Saturday, 27 October 2012


The legendary musical becomes LegenDerry as it visits the Millennium Forum - but is it really all that jazz, or not enough razzle dazzle?

I've always had an uneasy relationship with the musical Chicago. It's the sort of thing that can very easily be seen as immoral, smug and hypocritical cotton candy; is getting away with murder, violence, adultery, sleaziness, alienation, exploitation, corruption and treachery really something to be celebrated in song and dance? But therein lies the paradox of Chicago; for what it is, that is to say, an absurdly well paced musical, it works as a deliriously rousing melodic satire. And this particular version is brilliantly choreographed, superbly staged and rather well acted too – in other words, well worth a trip to the theatre.

"Murder is a form of entertainment", says a key character at one point, and it holds true in 1920s Chicago as much as anywhere else, where Roxie Hart (Ali Bastian, almost three years from being robbed of what would have been a deserved Strictly Come Dancing triumph) finds herself in jail for murder along with numerous other women, including singing sensation Velma Kelly (Tupele Dorgu). The rest of the show primarily focuses on Roxie, Velma and their attempts to clear their name, with the help of notorious criminal lawyer Billy Flynn (Stefan Booth, recently of Eastenders).

This is the sort of show where, no matter where you look on the stage, there's almost always something for the eyes and ears to savour, be it the acting, singing, choreography or orchestrations. As far as major musicals go, Chicago is as close to an interactive experience as you can get without actually having to leave your seats and dance on stage; both orchestra and audience find themselves involved in the "swing" of the production numerous times throughout the evening, whether they are clapping along to "All That Jazz" or "Roxie" (the character, not the song!) is chatting up the bandleader!

Ali Bastian... a "smouldering" Roxie
Speaking of Roxie, Ali Bastian absolutely smoulders in this part. Her deceptively skinny and slight frame convincingly hides the devious minx that lies within. She's virtually impossible to look away from, even while the excellent Jamie Baughan is stealing scenes as Roxie’s sad sack husband Amos. Tupele Dorgu has just the right amount of diction, conviction and bullishness to make her the perfect Velma, and Genevieve Nicole (standing in for the unfortunately absent Bernie Nolan) is a suitably domineering onstage presence. Not quite as impressive is Stefan Booth, whose Frank Sinatra-esque charisma and vocal abilities don't quite seem suited for Billy Flynn. It’s interesting to contrast Booth with Richard Gere, a tone deaf "actor" who milked the part for all it was worth, and realize that it is Gere's performance that's more memorable. Perhaps this is why his rendition of "Razzle Dazzle" is literally lacking in razzle dazzle. Still, his remains a solid portrayal, with the staggering "We Both Reached For The Gun", getting the biggest roar of appreciation on the night.

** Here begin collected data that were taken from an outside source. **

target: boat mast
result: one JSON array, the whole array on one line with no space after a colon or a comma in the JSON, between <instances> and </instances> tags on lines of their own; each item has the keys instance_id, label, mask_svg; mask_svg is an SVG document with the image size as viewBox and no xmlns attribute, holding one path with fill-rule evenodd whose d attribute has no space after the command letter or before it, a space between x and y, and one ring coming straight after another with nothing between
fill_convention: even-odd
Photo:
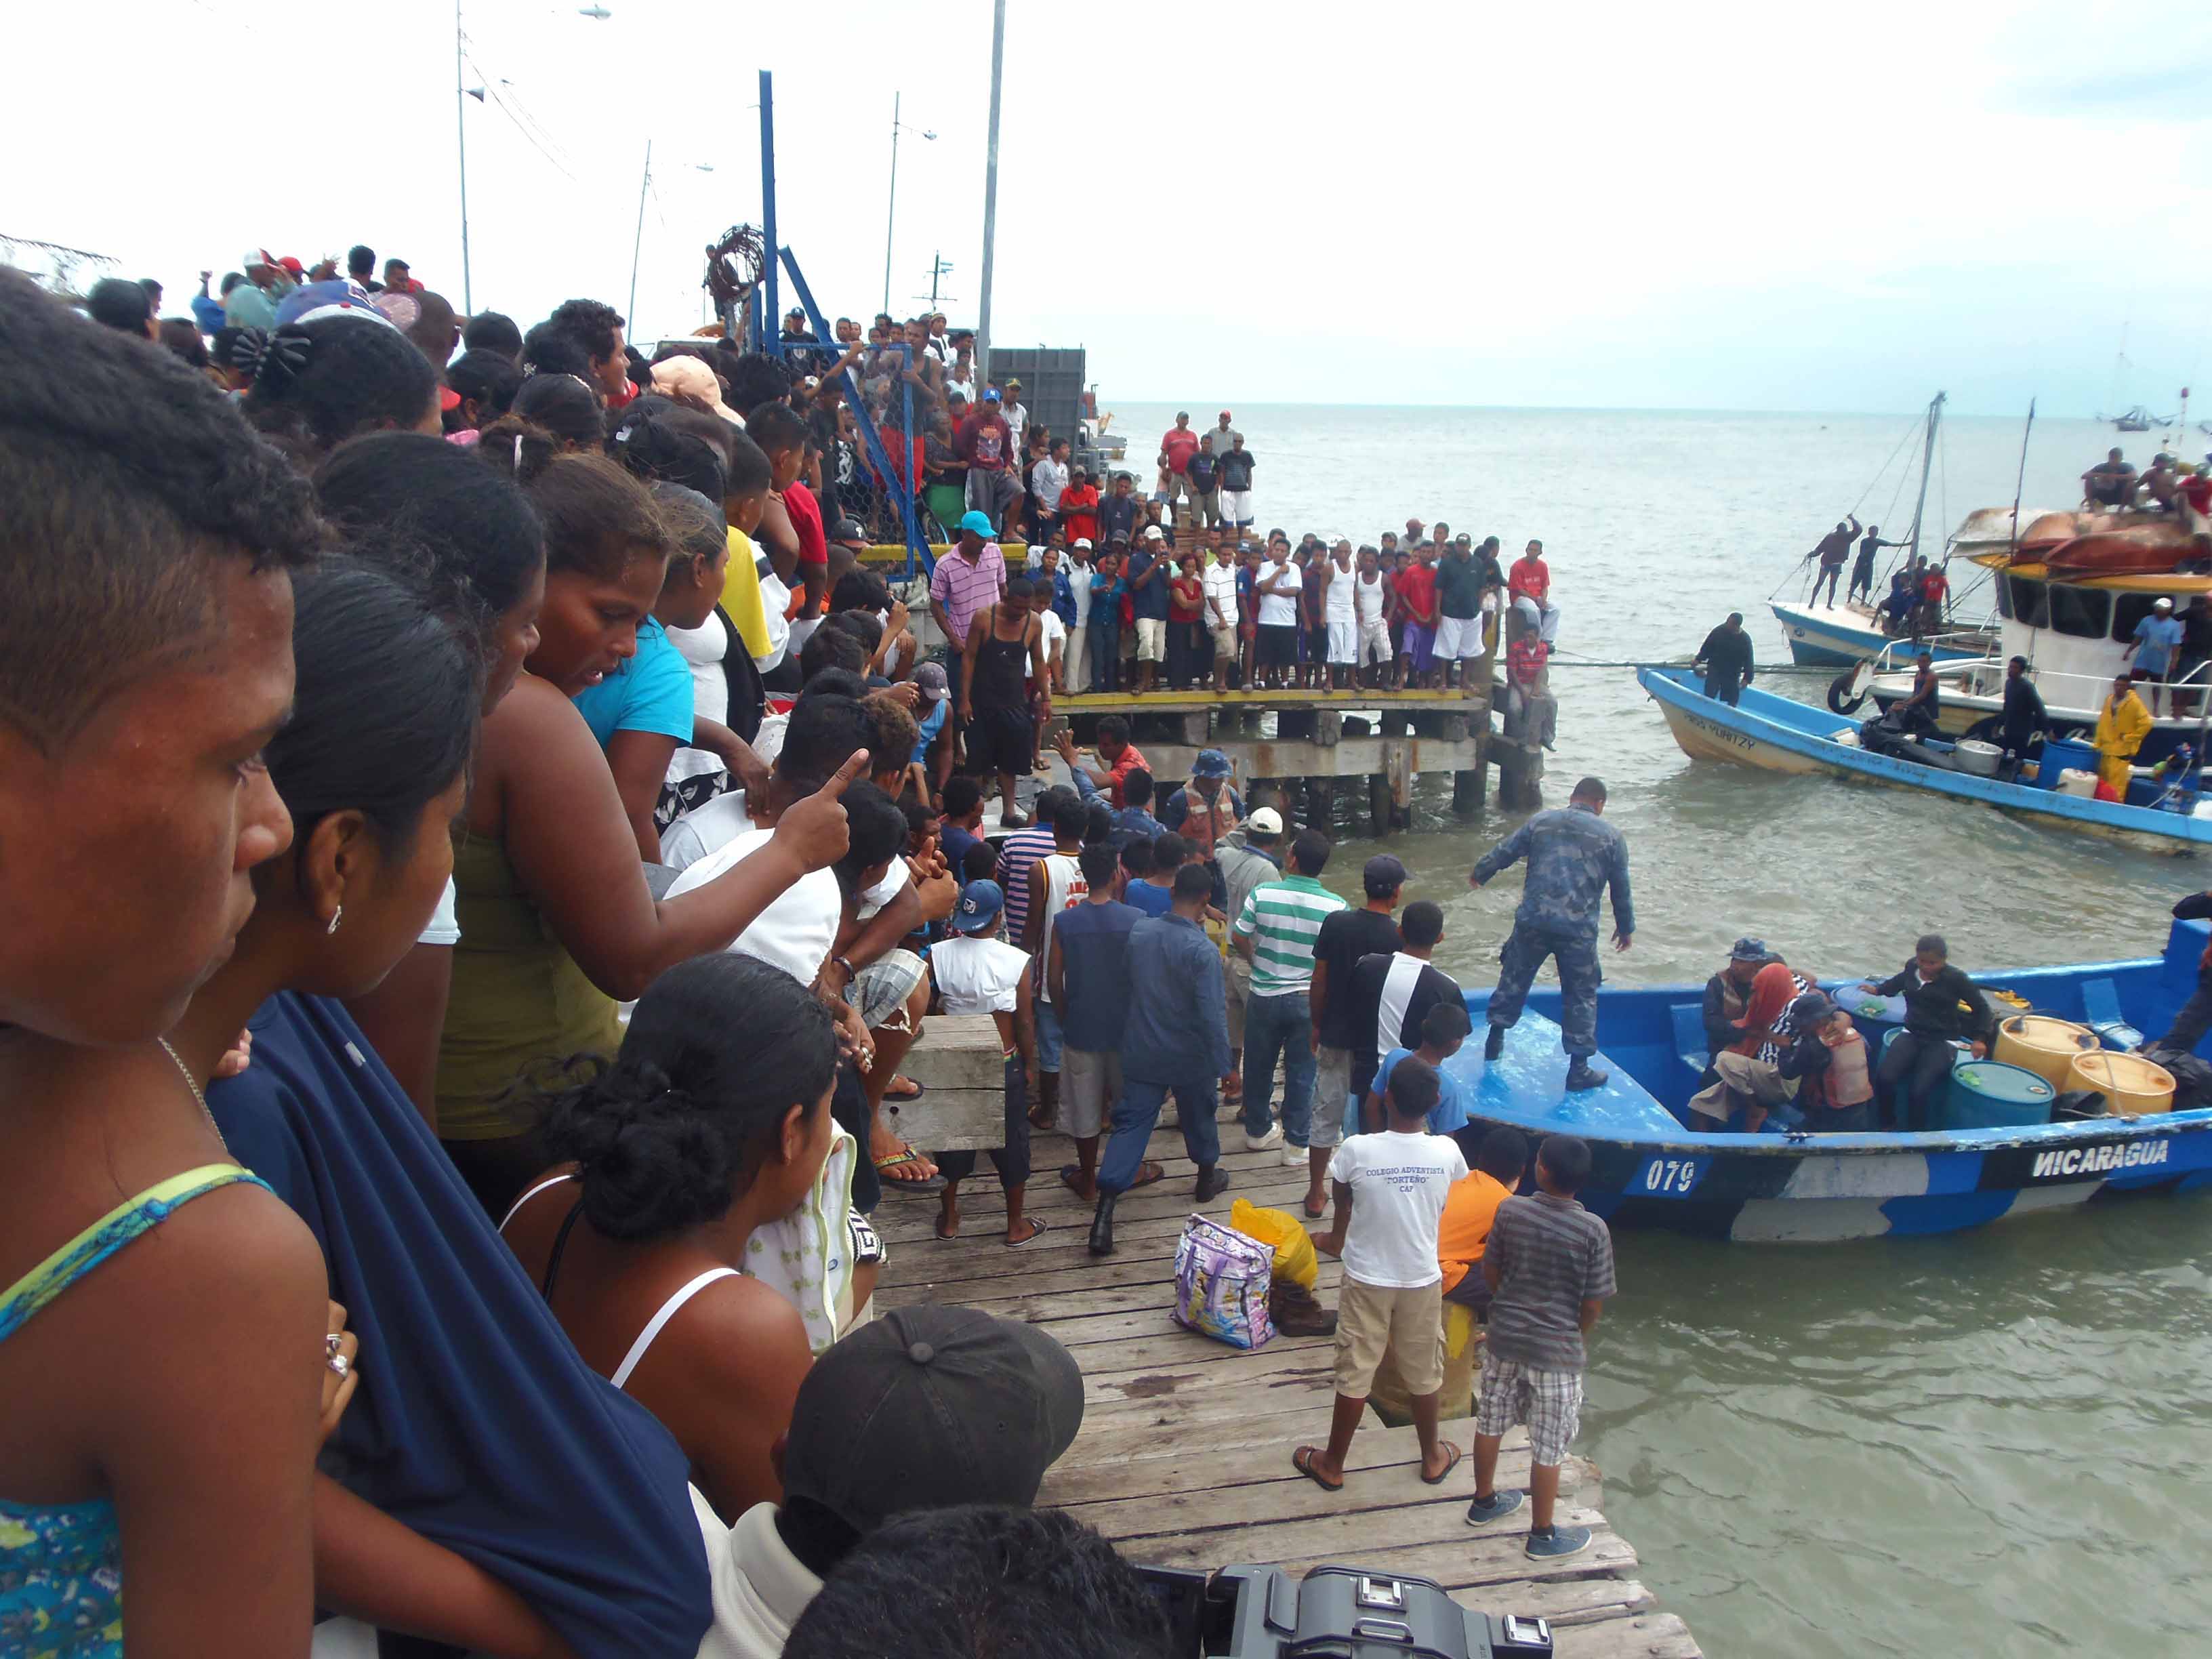
<instances>
[{"instance_id":1,"label":"boat mast","mask_svg":"<svg viewBox=\"0 0 2212 1659\"><path fill-rule=\"evenodd\" d=\"M1912 535L1905 550L1905 568L1910 570L1913 560L1920 556L1920 520L1928 511L1928 474L1936 462L1936 428L1943 419L1943 398L1939 392L1936 401L1928 405L1928 436L1920 447L1920 499L1912 504Z\"/></svg>"}]
</instances>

Ultimately, Chicago is at its best when it maintains a breezy, satirical tone – when it tries to be serious, as is the case with the song "Class", the spirit of the show has been so frivolous that we have little reason to care. Indeed, the only character we truly care for is Amos – and he gets one song! Fortunately these "grim" moments are few and far between, and the audience will leave the theatre having learnt a thing or two about the power of song and dance... and a little bit more.